Ian Broad is well known to many Australian sailors as the principal of Hood sails. His knowledge and expertise in the area of sail making and sailing techniques with those sails is recognised as first class.
Here he tells the story that inspired him to create the nine reasons why you should install a solid boom vang on your sailing boat:
'I had a call from an owner who wanted a new main for his 38 foot centre cockpit sloop. This was hardly an unusual request, so I went to measure his boat for the new main without any premonition of problems.
‘When I arrived at the boat, I was amazed to find it seriously damaged. The guardrails and the steering pedestal were destroyed.
‘The owner ruefully recounted the story. He was outside Sydney Heads, alone in the boat, when the steering broke just as a ‘southerly buster’ arrived.
The ‘Southerly Buster’ is a sudden climatic event, quite common on the New South Wales coast, which arrives sometimes out of blue skies. Occasionally the winds are of alarming force, often accompanied by rain and thunderstorms, and all those who sail along that coast are particularly wary of a suddenly southerly, even though they are usually over in a couple of hours.
So it’s not surprising that the owner of the boat, single-handed and ‘caught out’, was in some hurry to get the boat under control. He fired off the main halyard to bring the main down. The main boom crashed into the pedestal and went straight over the side, as in his haste he hadn’t had time to attach the topping lift. Both the pedestal and the guardrails were seriously damaged as the end of the boom bounced over the side into the water.

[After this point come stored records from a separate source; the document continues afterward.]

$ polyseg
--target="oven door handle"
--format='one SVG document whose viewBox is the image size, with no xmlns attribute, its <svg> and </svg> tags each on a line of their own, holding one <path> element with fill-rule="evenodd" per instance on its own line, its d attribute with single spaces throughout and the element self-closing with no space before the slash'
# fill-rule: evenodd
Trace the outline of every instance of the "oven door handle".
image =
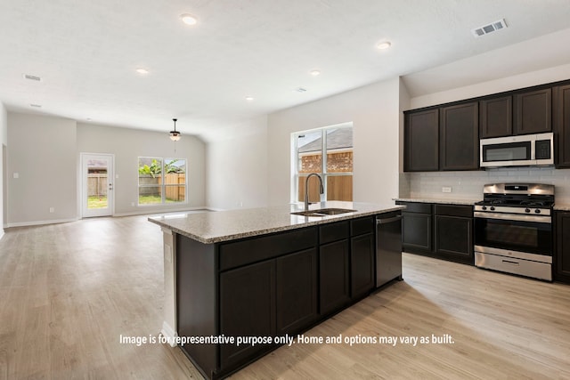
<svg viewBox="0 0 570 380">
<path fill-rule="evenodd" d="M 473 216 L 482 219 L 498 219 L 501 221 L 520 221 L 520 222 L 534 222 L 538 223 L 551 223 L 552 220 L 550 216 L 542 215 L 518 215 L 517 214 L 499 214 L 499 213 L 473 213 Z"/>
</svg>

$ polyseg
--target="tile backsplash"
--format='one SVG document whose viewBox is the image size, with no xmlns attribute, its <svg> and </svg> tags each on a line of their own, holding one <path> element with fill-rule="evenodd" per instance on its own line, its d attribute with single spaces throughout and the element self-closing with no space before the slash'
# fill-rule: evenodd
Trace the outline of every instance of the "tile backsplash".
<svg viewBox="0 0 570 380">
<path fill-rule="evenodd" d="M 469 172 L 403 173 L 400 198 L 482 199 L 483 186 L 495 182 L 549 183 L 557 203 L 570 204 L 570 169 L 505 167 Z M 451 192 L 442 189 L 451 188 Z"/>
</svg>

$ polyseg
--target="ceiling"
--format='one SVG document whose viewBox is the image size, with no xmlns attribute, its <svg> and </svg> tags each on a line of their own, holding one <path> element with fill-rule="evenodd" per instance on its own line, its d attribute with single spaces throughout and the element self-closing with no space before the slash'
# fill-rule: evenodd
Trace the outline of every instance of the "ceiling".
<svg viewBox="0 0 570 380">
<path fill-rule="evenodd" d="M 183 13 L 198 24 L 183 24 Z M 508 28 L 471 34 L 502 18 Z M 0 0 L 0 101 L 12 111 L 158 131 L 177 117 L 183 135 L 208 140 L 398 76 L 413 96 L 457 85 L 460 73 L 444 81 L 450 68 L 442 65 L 556 36 L 570 30 L 568 20 L 567 0 Z M 386 40 L 389 49 L 376 48 Z M 563 44 L 541 64 L 566 59 Z M 509 72 L 535 69 L 528 56 Z"/>
</svg>

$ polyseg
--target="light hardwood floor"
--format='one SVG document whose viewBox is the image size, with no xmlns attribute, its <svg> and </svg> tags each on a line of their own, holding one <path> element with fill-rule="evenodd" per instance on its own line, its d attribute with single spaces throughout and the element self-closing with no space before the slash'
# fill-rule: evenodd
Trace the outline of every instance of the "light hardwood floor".
<svg viewBox="0 0 570 380">
<path fill-rule="evenodd" d="M 0 240 L 0 379 L 201 378 L 162 324 L 162 234 L 146 217 L 11 229 Z M 404 281 L 310 336 L 453 344 L 281 347 L 232 379 L 570 379 L 570 286 L 412 255 Z"/>
</svg>

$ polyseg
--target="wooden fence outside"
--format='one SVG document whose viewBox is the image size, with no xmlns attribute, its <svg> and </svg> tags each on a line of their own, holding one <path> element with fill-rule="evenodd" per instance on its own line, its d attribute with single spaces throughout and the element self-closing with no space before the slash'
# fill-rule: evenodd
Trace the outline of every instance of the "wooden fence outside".
<svg viewBox="0 0 570 380">
<path fill-rule="evenodd" d="M 108 186 L 107 174 L 87 174 L 87 196 L 107 197 Z"/>
<path fill-rule="evenodd" d="M 160 197 L 162 192 L 162 177 L 152 177 L 150 174 L 139 175 L 139 184 L 153 185 L 140 187 L 139 195 L 153 195 Z M 165 198 L 172 202 L 183 202 L 186 195 L 186 174 L 169 173 L 165 175 Z"/>
</svg>

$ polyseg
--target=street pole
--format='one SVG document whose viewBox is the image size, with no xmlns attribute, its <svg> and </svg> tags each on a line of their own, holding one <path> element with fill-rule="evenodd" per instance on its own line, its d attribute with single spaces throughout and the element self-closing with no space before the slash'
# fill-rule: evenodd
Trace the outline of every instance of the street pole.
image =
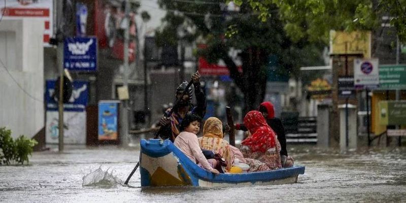
<svg viewBox="0 0 406 203">
<path fill-rule="evenodd" d="M 129 9 L 130 4 L 129 0 L 125 1 L 125 16 L 124 22 L 125 22 L 124 26 L 124 71 L 123 72 L 123 85 L 124 87 L 127 88 L 128 91 L 128 41 L 129 40 L 129 25 L 130 25 L 130 18 L 129 18 Z M 124 134 L 122 134 L 123 139 L 122 140 L 123 141 L 123 145 L 125 146 L 128 146 L 129 143 L 129 138 L 128 137 L 128 100 L 127 99 L 123 101 L 123 109 L 122 120 L 121 120 L 121 126 L 122 130 L 121 131 Z"/>
<path fill-rule="evenodd" d="M 137 33 L 138 34 L 138 33 Z M 148 121 L 147 123 L 148 126 L 151 125 L 151 115 L 148 108 L 148 81 L 147 81 L 148 73 L 147 67 L 148 60 L 149 59 L 147 57 L 147 38 L 144 39 L 144 109 L 145 111 L 146 115 L 148 112 Z"/>
<path fill-rule="evenodd" d="M 63 19 L 62 1 L 56 1 L 56 15 L 58 31 L 59 31 L 60 36 L 57 36 L 58 46 L 56 49 L 56 61 L 58 70 L 59 71 L 59 99 L 58 99 L 58 150 L 60 153 L 63 152 L 63 31 L 62 27 L 62 21 Z M 57 33 L 58 33 L 57 31 Z"/>
<path fill-rule="evenodd" d="M 400 43 L 399 43 L 399 37 L 398 36 L 396 38 L 397 38 L 396 39 L 396 65 L 398 65 L 399 64 L 399 61 L 400 60 L 400 50 L 399 50 L 399 49 L 399 49 L 400 48 L 399 47 L 400 46 Z M 396 89 L 396 91 L 395 91 L 395 98 L 396 100 L 399 100 L 400 99 L 400 91 L 399 90 L 399 89 Z M 400 126 L 399 126 L 399 125 L 396 125 L 395 128 L 396 129 L 400 129 Z M 401 146 L 401 144 L 402 144 L 401 138 L 401 136 L 399 136 L 399 140 L 398 140 L 398 145 L 399 147 Z"/>
</svg>

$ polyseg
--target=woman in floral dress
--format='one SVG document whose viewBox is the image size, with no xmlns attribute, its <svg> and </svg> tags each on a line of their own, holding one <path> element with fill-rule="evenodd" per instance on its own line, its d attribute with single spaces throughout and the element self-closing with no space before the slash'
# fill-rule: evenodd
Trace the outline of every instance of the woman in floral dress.
<svg viewBox="0 0 406 203">
<path fill-rule="evenodd" d="M 252 134 L 241 143 L 241 147 L 250 165 L 249 172 L 282 168 L 281 145 L 261 113 L 258 111 L 248 112 L 244 118 L 244 125 Z"/>
</svg>

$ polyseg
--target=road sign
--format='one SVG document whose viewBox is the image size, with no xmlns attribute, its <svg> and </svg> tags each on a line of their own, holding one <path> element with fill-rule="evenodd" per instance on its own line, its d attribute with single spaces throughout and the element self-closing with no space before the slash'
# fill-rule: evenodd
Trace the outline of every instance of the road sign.
<svg viewBox="0 0 406 203">
<path fill-rule="evenodd" d="M 406 64 L 380 65 L 379 87 L 382 89 L 406 89 Z"/>
<path fill-rule="evenodd" d="M 97 64 L 95 37 L 65 39 L 63 67 L 71 71 L 95 71 Z"/>
<path fill-rule="evenodd" d="M 354 60 L 354 84 L 356 88 L 374 88 L 379 86 L 379 63 L 377 58 Z"/>
<path fill-rule="evenodd" d="M 355 88 L 354 87 L 354 77 L 339 77 L 339 97 L 340 98 L 355 96 Z"/>
</svg>

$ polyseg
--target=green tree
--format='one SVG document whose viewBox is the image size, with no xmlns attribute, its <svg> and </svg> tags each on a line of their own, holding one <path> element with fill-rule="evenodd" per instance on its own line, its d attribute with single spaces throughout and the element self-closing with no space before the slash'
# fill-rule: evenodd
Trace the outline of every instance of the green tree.
<svg viewBox="0 0 406 203">
<path fill-rule="evenodd" d="M 294 41 L 306 38 L 327 42 L 330 29 L 351 31 L 377 30 L 382 17 L 394 26 L 399 40 L 406 42 L 406 0 L 234 0 L 249 4 L 265 21 L 275 7 Z"/>
<path fill-rule="evenodd" d="M 204 42 L 208 47 L 197 54 L 210 62 L 219 59 L 225 62 L 244 94 L 246 111 L 256 108 L 263 99 L 270 56 L 278 59 L 279 71 L 290 75 L 297 74 L 300 66 L 322 63 L 321 46 L 305 40 L 293 42 L 287 37 L 279 18 L 271 15 L 259 21 L 258 14 L 247 4 L 241 4 L 235 12 L 227 10 L 225 1 L 158 2 L 167 11 L 163 26 L 156 33 L 158 45 L 175 45 L 181 39 Z M 232 49 L 241 50 L 243 73 L 229 56 Z"/>
</svg>

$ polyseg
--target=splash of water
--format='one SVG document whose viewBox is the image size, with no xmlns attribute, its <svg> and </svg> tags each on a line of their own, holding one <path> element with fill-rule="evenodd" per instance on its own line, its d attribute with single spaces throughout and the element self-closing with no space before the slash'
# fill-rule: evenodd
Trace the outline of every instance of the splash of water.
<svg viewBox="0 0 406 203">
<path fill-rule="evenodd" d="M 82 178 L 83 183 L 82 186 L 94 186 L 100 188 L 111 188 L 117 185 L 122 185 L 123 181 L 115 176 L 113 172 L 109 173 L 109 169 L 106 171 L 101 169 L 100 165 L 98 168 Z"/>
</svg>

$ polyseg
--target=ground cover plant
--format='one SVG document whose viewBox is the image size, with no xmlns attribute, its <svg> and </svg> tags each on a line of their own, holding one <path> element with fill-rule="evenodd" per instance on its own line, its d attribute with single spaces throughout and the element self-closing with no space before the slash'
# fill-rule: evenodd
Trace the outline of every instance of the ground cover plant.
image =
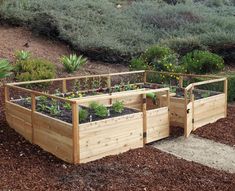
<svg viewBox="0 0 235 191">
<path fill-rule="evenodd" d="M 132 1 L 117 8 L 119 2 L 110 0 L 5 0 L 0 17 L 113 62 L 129 60 L 156 43 L 180 54 L 234 44 L 232 0 L 172 2 Z"/>
</svg>

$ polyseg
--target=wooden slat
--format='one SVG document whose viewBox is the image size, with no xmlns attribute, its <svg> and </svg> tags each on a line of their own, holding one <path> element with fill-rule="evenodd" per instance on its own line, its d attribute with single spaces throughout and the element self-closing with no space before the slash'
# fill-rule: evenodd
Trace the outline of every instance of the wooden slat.
<svg viewBox="0 0 235 191">
<path fill-rule="evenodd" d="M 64 161 L 73 162 L 72 125 L 34 113 L 34 142 Z M 70 135 L 69 135 L 70 134 Z"/>
</svg>

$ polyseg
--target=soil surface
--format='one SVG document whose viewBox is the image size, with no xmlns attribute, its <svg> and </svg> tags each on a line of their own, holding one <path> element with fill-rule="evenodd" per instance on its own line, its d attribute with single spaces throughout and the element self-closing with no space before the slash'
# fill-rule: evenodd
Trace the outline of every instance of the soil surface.
<svg viewBox="0 0 235 191">
<path fill-rule="evenodd" d="M 32 57 L 47 59 L 58 67 L 58 76 L 69 76 L 63 71 L 60 63 L 62 55 L 79 52 L 72 51 L 69 46 L 61 42 L 48 39 L 42 36 L 35 36 L 29 30 L 22 27 L 1 26 L 0 25 L 0 58 L 7 58 L 11 62 L 15 61 L 15 52 L 26 50 L 32 53 Z M 72 75 L 104 74 L 113 72 L 128 71 L 128 67 L 121 64 L 109 64 L 103 62 L 89 61 L 81 70 Z"/>
<path fill-rule="evenodd" d="M 198 128 L 194 134 L 235 147 L 235 107 L 228 107 L 228 117 Z"/>
<path fill-rule="evenodd" d="M 2 100 L 0 189 L 232 191 L 235 188 L 235 174 L 178 159 L 150 146 L 82 165 L 64 163 L 8 127 Z"/>
<path fill-rule="evenodd" d="M 153 146 L 188 161 L 235 173 L 235 147 L 195 135 L 165 139 L 154 143 Z"/>
</svg>

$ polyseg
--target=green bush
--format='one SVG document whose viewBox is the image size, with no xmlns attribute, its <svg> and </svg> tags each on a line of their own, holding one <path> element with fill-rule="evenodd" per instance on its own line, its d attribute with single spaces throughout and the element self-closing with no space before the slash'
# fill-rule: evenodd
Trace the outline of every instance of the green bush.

How he returned to base with no main and no steering is yet another story - a small nightmare that we all dread.
‘I suggest that you don’t get a new main immediately’ I said. ‘I think you should consider an adjustable vang with a gas strut to hold the boom up without a topping lift.’ I proceeded to enumerate the advantages of this change.
‘Alarmed by his experience, he took my advice. With the new vang in place I then arranged a sail to suit and I asked him some weeks later how he found the new arrangement.
‘Here are the advantages that we both agreed on, which I would suggest all skippers consider when the opportunity for change arises:
1. It is much easier to hoist and drop the sail, one step being removed from the process.
2. The skipper doesn’t have to worry whether a crew member is going to drop the topper instead of the main halyard.
3. Reefing is easier, as the boom goes up to meet the leech reef point.
4. There is less chafe on the leech.
5. Peace of mind that the boom will stay up if the halyard breaks.
6. But best of all, shape is maintained in light weather, as the weight of the boom does not drag the leech down.
7. For short handed sailing, greater control of every aspect of main handling results, especially when reefing with in-mast, in-boom systems or a traditional slab. This applies whether or not the sail is fitted with lazy jacks.
8. When reefing single handed, time at the mast is considerably reduced.
9. As there is no topping lift, the spare masthead sheave can be used for a spare main halyard, or a light mouse line for future halyard installation.
‘His sailing is now safer, and much more fun as a result.
‘Apart from the peace of mind and greater freedom of sailing, a solid vang, which is more expensive than the old fashioned block and tackle style, will actually pay for itself over time. This is because the need to repair the main due to chafing from the topper has been eliminated and reefing damage is also kept to a minimum.'
Aside from his professional qualifications and eye for a good sail plan, Ian Broad has a wealth of experience in general sailing. He started sailing at an early age and owned his first 18ft skiff at 16 and progressed through to yachts after starting as an apprentice sailmaker in 1969.
Sail-making, Hood style - Media Services
He became involved with the America’s Cup in 1970 with Gretel 2 helping Peter Cole and subsequent challengers working with such talented people as the late Ben Lexcen. An extensive offshore racing calendar followed including 17 Hobarts Fastnet Clipper cup and a Japan Cup, sandwiched between the usual costal races. However, he says he has always been interested in the technical aspects of sail design - he still has his original set of numbers recorded from sails cut on the floor.